Tapplock is a popular, Bluetooth-based, fingerprint activated padlock. The speciality of this padlock comes down to the fingerprint recognition technology which allows users to unlock the padlock with their fingerprint or use a mobile application remotely. As an added benefit, you can even allocate trusted individuals who can also use the mobile application to unlock the padlock.
Despite being advertised as ‘unbreakable’, PTP (Pen Test Partners) have recently discovered a vulnerability within Tapplock that allows attackers to very easily open the padlock without the need for bolt cutters.
Andrew Tierney from PTP reported that he identified the vulnerability and exploited it in under an hour. Once he had figured this out, he could unlock any Tapplock in under 2 seconds with a mobile phone.
The main security concern within Tapplock stemmed from the use of a digital key. This key provided the functionality for users to unlock the padlock from their mobile device using Bluetooth. However, any other device was able to retrieve this key by searching for nearby Bluetooth devices regardless of if it was listed as a trusted device.

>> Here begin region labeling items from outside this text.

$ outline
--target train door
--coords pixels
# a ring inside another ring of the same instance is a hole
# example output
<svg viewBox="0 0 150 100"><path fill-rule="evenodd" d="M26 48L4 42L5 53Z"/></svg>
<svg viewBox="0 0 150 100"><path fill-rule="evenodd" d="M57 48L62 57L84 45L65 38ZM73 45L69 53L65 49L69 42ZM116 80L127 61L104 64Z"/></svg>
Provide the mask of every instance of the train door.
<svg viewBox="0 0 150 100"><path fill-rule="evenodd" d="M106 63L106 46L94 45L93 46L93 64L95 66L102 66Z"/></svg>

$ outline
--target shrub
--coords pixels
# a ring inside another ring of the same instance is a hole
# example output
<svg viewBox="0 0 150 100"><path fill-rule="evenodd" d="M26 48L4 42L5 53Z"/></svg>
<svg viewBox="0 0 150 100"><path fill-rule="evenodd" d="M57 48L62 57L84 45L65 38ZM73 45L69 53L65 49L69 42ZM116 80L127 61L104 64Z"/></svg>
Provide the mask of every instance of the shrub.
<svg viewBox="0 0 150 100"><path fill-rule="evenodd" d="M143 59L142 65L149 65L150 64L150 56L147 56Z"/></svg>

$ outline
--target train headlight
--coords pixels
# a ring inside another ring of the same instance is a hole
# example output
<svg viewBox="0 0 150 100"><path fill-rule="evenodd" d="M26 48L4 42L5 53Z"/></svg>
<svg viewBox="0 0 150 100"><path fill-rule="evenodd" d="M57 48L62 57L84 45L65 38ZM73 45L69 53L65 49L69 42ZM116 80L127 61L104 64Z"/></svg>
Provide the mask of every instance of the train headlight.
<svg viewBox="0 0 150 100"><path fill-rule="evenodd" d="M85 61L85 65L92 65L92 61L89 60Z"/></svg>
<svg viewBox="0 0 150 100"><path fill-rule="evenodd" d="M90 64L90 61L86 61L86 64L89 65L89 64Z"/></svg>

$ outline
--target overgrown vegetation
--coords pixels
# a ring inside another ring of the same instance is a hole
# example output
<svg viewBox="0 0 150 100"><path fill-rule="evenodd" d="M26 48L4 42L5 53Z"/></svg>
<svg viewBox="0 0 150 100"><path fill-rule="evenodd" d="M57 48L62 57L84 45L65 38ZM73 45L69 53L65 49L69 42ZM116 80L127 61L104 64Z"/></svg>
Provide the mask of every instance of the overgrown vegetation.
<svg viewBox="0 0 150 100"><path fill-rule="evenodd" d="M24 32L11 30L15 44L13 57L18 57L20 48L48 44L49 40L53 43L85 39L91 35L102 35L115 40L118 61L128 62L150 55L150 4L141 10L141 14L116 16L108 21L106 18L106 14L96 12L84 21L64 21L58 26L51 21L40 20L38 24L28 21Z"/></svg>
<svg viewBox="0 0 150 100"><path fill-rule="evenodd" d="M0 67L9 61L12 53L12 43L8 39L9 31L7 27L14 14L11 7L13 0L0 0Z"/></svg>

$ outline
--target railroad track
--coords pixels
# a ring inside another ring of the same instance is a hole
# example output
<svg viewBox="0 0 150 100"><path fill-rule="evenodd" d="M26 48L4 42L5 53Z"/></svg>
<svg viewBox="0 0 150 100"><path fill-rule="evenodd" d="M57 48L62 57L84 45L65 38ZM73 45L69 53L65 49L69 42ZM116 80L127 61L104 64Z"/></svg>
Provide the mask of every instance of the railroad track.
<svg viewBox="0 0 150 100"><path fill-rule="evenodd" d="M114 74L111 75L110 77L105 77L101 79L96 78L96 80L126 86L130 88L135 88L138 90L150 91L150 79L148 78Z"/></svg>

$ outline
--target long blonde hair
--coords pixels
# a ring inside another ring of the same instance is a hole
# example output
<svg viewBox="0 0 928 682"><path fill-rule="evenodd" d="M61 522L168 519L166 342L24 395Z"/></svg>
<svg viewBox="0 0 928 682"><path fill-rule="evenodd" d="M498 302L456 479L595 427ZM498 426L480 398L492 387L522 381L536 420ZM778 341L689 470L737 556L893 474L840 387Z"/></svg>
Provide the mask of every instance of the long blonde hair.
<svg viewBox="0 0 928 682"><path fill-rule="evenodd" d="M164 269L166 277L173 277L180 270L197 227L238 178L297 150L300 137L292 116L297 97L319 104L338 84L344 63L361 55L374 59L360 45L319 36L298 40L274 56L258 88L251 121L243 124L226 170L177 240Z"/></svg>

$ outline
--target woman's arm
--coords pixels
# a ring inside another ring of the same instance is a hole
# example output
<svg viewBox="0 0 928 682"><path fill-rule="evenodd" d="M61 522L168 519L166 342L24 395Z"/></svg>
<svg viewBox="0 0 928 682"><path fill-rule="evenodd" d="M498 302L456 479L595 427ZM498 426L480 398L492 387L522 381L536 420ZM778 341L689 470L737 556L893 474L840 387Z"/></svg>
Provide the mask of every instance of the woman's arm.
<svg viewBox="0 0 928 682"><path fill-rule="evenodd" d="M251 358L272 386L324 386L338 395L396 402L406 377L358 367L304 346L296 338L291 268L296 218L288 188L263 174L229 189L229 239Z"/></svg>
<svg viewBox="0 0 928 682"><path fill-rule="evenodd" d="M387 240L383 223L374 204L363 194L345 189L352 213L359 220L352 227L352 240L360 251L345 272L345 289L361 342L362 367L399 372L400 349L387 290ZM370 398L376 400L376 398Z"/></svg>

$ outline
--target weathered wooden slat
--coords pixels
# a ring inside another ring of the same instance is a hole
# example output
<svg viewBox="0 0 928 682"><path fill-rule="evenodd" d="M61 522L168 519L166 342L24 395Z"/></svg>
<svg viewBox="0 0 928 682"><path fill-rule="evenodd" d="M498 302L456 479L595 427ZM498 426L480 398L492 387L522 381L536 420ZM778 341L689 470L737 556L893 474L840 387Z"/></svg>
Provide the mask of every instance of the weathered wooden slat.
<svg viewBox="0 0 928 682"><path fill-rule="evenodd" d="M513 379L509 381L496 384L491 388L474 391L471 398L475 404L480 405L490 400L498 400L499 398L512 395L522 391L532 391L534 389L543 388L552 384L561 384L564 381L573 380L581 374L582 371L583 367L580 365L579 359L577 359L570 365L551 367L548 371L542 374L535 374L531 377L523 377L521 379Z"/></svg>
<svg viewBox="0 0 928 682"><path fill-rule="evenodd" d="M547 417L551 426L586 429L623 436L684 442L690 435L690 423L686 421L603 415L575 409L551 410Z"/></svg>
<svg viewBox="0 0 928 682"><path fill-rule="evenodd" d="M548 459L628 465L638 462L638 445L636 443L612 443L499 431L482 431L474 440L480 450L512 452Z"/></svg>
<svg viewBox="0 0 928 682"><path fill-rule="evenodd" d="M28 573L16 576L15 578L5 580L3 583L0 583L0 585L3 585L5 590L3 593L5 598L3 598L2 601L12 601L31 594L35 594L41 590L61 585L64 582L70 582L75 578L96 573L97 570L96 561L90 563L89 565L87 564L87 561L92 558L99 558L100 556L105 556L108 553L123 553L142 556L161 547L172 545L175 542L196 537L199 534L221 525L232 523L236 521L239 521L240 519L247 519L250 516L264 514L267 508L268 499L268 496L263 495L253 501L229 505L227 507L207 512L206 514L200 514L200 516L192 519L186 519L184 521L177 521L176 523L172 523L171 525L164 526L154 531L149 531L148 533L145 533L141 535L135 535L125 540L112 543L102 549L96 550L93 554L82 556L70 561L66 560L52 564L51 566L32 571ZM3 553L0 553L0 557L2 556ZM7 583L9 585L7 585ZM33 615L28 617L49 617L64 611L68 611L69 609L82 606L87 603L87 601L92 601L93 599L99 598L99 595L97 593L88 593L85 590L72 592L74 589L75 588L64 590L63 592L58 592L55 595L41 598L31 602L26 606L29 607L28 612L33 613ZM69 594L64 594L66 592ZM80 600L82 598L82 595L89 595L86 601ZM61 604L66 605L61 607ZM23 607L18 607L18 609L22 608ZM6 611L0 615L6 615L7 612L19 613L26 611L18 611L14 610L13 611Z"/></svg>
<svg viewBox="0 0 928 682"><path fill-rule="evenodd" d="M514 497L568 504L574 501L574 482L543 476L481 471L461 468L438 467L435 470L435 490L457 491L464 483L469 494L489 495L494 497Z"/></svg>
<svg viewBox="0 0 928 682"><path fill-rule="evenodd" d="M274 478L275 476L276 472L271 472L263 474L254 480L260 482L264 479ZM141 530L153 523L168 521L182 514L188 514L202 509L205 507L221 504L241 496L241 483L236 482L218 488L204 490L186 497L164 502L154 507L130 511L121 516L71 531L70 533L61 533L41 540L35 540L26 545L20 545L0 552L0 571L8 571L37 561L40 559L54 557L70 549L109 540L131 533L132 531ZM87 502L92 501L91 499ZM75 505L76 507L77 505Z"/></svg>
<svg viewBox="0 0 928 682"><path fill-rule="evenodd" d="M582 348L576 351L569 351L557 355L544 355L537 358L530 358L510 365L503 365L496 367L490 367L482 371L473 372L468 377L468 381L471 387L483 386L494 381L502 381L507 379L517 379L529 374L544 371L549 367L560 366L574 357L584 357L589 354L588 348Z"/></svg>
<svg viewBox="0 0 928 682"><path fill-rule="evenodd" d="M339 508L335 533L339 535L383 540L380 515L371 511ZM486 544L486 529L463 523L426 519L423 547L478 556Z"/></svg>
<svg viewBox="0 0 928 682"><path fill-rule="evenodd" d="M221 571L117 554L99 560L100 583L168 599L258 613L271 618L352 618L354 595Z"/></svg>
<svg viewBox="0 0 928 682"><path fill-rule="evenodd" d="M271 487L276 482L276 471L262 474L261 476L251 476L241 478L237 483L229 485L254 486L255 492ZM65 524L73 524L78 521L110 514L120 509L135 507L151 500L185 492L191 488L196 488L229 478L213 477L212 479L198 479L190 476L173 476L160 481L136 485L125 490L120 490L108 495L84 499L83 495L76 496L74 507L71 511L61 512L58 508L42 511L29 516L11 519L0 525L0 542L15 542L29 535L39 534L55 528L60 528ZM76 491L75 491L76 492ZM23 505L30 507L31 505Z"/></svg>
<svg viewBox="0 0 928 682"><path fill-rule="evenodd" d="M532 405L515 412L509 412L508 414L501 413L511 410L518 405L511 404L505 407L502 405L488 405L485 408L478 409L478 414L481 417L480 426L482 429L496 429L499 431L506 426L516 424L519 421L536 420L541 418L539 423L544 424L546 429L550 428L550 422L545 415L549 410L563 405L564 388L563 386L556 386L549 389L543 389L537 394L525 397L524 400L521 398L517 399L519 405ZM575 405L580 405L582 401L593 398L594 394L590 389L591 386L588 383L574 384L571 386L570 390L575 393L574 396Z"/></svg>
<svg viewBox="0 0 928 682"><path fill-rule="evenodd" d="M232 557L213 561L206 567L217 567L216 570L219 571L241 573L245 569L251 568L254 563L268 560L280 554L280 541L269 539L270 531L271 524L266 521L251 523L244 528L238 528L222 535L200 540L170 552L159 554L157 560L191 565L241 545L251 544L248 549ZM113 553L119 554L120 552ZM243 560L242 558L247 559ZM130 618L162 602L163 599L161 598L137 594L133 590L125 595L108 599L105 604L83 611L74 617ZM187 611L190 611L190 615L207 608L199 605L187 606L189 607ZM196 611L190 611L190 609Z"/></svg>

It was also discovered that all data used to verify the remote unlock was being sent via HTTP – an insecure, unencrypted protocol when compared to HTTPS and could be easily intercepted by an attacker on the same network. As if that wasn’t bad enough, all verification data remains the same each time you unlock the device. However, once an attacker intercepts this data, they have a permanent rite of passage because Tapplock does not have the functionality to change this data on demand!
Fortunately, Tapplock claims to release a patch for these security flaws within the next 7 days. If you do own one of these padlocks, be sure to update it as soon as this patch is released!